The Obama administration has revealed that a Somali militant linked to Al Qaeda was captured in April and held for two months on a U.S. Navy ship while being interrogated. The case is the first known example of the Obama administration secretly holding and questioning a terror suspect.

July 05, 2011|By Ken Dilanian, Los Angeles Times

WASHINGTON -- A Somali militant linked to Al Qaeda in both Somalia and Yemen was captured in April and held for two months on a U.S. Navy ship while being interrogated, Obama administration officials said Tuesday.

The case is the first known example of the Obama administration secretly holding and questioning a terror suspect. It also sheds light on growing concerns about links between extremists in Somalia and Yemen, two of the world's poorest, least stable countries.

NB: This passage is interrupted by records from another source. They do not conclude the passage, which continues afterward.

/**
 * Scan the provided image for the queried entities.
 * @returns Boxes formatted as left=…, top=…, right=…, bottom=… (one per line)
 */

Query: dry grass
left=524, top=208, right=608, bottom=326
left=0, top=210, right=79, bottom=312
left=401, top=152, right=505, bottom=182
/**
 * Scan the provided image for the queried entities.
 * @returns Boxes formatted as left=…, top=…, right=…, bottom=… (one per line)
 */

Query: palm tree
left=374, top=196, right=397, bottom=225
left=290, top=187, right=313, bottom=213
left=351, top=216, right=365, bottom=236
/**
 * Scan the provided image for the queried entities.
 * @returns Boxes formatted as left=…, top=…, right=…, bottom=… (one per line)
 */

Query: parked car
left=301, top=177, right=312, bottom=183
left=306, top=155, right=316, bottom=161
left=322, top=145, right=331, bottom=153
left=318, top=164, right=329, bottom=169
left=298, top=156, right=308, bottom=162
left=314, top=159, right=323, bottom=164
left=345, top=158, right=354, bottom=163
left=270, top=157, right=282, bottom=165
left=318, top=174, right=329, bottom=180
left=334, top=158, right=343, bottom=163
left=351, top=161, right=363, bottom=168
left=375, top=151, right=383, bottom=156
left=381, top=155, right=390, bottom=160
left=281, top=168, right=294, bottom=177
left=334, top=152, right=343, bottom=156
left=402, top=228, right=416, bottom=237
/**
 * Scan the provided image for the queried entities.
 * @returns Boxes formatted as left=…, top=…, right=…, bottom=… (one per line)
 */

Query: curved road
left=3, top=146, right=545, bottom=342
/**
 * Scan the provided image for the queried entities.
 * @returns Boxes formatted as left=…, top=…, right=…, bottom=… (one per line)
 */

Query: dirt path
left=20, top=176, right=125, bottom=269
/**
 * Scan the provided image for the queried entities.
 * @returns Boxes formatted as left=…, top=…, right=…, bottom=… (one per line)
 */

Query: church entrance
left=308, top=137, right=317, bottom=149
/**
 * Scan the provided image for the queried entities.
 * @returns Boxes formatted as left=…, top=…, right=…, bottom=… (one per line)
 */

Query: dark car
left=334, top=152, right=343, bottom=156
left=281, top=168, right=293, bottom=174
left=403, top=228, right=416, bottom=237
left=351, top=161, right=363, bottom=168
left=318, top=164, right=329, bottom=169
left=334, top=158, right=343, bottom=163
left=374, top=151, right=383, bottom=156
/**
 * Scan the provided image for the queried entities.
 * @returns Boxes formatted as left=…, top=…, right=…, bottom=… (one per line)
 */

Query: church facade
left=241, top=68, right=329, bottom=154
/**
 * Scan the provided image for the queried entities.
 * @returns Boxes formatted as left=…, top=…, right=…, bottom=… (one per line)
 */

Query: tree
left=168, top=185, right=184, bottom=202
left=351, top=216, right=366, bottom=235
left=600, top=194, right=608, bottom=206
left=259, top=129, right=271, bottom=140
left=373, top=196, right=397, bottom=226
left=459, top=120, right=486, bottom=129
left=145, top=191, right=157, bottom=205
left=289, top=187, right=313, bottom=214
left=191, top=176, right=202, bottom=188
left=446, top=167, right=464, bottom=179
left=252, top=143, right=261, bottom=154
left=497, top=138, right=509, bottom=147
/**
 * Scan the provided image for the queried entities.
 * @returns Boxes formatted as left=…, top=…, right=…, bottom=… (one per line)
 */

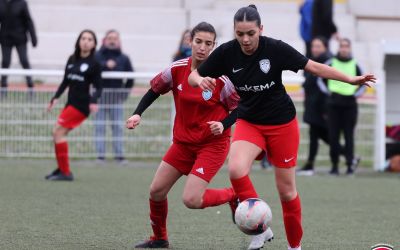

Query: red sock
left=201, top=187, right=235, bottom=208
left=230, top=175, right=258, bottom=202
left=55, top=142, right=70, bottom=175
left=149, top=199, right=168, bottom=240
left=281, top=194, right=302, bottom=248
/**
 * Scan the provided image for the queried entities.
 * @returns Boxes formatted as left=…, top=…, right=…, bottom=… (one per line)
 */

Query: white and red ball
left=234, top=198, right=272, bottom=235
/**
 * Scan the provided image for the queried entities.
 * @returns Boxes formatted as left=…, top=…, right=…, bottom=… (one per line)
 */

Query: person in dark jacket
left=317, top=38, right=365, bottom=175
left=298, top=37, right=332, bottom=176
left=312, top=0, right=338, bottom=46
left=0, top=0, right=37, bottom=93
left=94, top=30, right=134, bottom=163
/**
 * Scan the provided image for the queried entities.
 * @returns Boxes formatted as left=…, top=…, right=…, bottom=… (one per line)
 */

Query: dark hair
left=234, top=4, right=261, bottom=27
left=339, top=38, right=352, bottom=46
left=312, top=36, right=329, bottom=49
left=190, top=21, right=217, bottom=41
left=72, top=29, right=97, bottom=61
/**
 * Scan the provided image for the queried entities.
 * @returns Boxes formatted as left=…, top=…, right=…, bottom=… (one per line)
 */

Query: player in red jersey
left=45, top=30, right=102, bottom=181
left=126, top=22, right=240, bottom=248
left=189, top=5, right=375, bottom=250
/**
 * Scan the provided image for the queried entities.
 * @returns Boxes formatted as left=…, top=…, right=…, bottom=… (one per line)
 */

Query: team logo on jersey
left=80, top=63, right=89, bottom=72
left=371, top=244, right=393, bottom=250
left=177, top=84, right=182, bottom=91
left=202, top=90, right=212, bottom=101
left=259, top=59, right=271, bottom=74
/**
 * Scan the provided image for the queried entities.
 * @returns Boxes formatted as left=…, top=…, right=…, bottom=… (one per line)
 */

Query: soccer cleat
left=288, top=246, right=301, bottom=250
left=248, top=227, right=274, bottom=250
left=228, top=198, right=239, bottom=224
left=45, top=169, right=60, bottom=180
left=47, top=172, right=74, bottom=181
left=134, top=237, right=169, bottom=248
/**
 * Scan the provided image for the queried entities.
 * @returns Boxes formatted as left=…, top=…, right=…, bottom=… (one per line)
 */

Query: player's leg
left=46, top=106, right=86, bottom=181
left=182, top=139, right=236, bottom=210
left=136, top=142, right=191, bottom=248
left=268, top=118, right=302, bottom=250
left=46, top=124, right=73, bottom=180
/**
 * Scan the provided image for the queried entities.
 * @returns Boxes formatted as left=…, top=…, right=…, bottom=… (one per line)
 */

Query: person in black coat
left=312, top=0, right=338, bottom=46
left=298, top=36, right=342, bottom=176
left=94, top=30, right=134, bottom=163
left=0, top=0, right=37, bottom=92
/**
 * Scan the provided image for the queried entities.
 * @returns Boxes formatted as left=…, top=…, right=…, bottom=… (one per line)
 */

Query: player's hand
left=89, top=103, right=98, bottom=113
left=199, top=77, right=216, bottom=91
left=349, top=74, right=376, bottom=87
left=126, top=114, right=141, bottom=129
left=207, top=121, right=224, bottom=135
left=47, top=98, right=58, bottom=112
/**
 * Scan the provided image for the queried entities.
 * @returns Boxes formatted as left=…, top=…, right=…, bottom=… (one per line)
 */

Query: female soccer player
left=45, top=29, right=102, bottom=181
left=126, top=22, right=240, bottom=248
left=189, top=5, right=375, bottom=250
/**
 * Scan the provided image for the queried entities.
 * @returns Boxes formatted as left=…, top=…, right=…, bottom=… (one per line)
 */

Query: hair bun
left=248, top=4, right=257, bottom=10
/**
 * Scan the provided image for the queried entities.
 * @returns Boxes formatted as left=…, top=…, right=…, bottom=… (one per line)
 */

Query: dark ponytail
left=234, top=4, right=261, bottom=27
left=190, top=21, right=217, bottom=41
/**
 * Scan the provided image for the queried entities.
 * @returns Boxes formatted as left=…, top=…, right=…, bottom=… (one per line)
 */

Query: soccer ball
left=234, top=198, right=272, bottom=235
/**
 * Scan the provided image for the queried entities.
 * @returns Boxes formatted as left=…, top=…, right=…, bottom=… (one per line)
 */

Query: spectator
left=0, top=0, right=37, bottom=95
left=172, top=29, right=192, bottom=61
left=299, top=0, right=314, bottom=58
left=298, top=37, right=331, bottom=175
left=385, top=125, right=400, bottom=172
left=312, top=0, right=339, bottom=46
left=45, top=30, right=102, bottom=181
left=318, top=38, right=365, bottom=175
left=94, top=30, right=134, bottom=164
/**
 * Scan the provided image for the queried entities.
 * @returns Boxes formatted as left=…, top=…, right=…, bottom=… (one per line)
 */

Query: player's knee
left=277, top=186, right=297, bottom=201
left=228, top=160, right=247, bottom=179
left=182, top=193, right=202, bottom=209
left=149, top=183, right=168, bottom=201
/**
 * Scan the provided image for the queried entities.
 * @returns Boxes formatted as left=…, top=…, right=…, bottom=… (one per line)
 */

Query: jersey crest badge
left=80, top=63, right=89, bottom=72
left=202, top=90, right=212, bottom=101
left=259, top=59, right=271, bottom=74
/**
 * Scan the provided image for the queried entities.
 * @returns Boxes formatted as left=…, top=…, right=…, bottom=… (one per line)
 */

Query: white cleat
left=247, top=227, right=274, bottom=250
left=288, top=246, right=301, bottom=250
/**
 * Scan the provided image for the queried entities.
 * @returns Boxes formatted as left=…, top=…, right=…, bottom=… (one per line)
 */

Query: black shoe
left=329, top=167, right=339, bottom=176
left=297, top=162, right=315, bottom=176
left=47, top=172, right=74, bottom=181
left=134, top=237, right=169, bottom=248
left=346, top=168, right=354, bottom=175
left=228, top=198, right=239, bottom=224
left=45, top=169, right=60, bottom=180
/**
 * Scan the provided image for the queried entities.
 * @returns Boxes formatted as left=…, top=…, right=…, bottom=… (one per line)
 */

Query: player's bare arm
left=305, top=60, right=376, bottom=87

Administration officials revealed the case Tuesday after an indictment against the man, Ahmed Warsame, was unsealed in federal court in New York. The indictment charges Warsame with providing support to a terrorist organization.

Document: Ahmed Warsame indictment details

Officials said Warsame's interrogation was conducted "humanely" and under the rules of the U.S. Army Field Manual, which strictly limits the types of interrogation techniques that can be used. During the interrogation, Warsame provided considerable information about activities in Yemen, the officials said. He was questioned by members of the High Value Interrogation Group, a unit made up of FBI, CIA and Defense Department personnel, said senior administration officials who spoke on condition of anonymity.

After two months at sea, Warsame was read his Miranda rights and transferred to FBI custody, officials said. He waived his right to a lawyer and continued talking. The information gleaned in the military interrogation was not used against him in the FBI questioning, which formed the basis of the nine-count indictment charging him with material support to Al Qaeda groups in both Somalia and Yemen.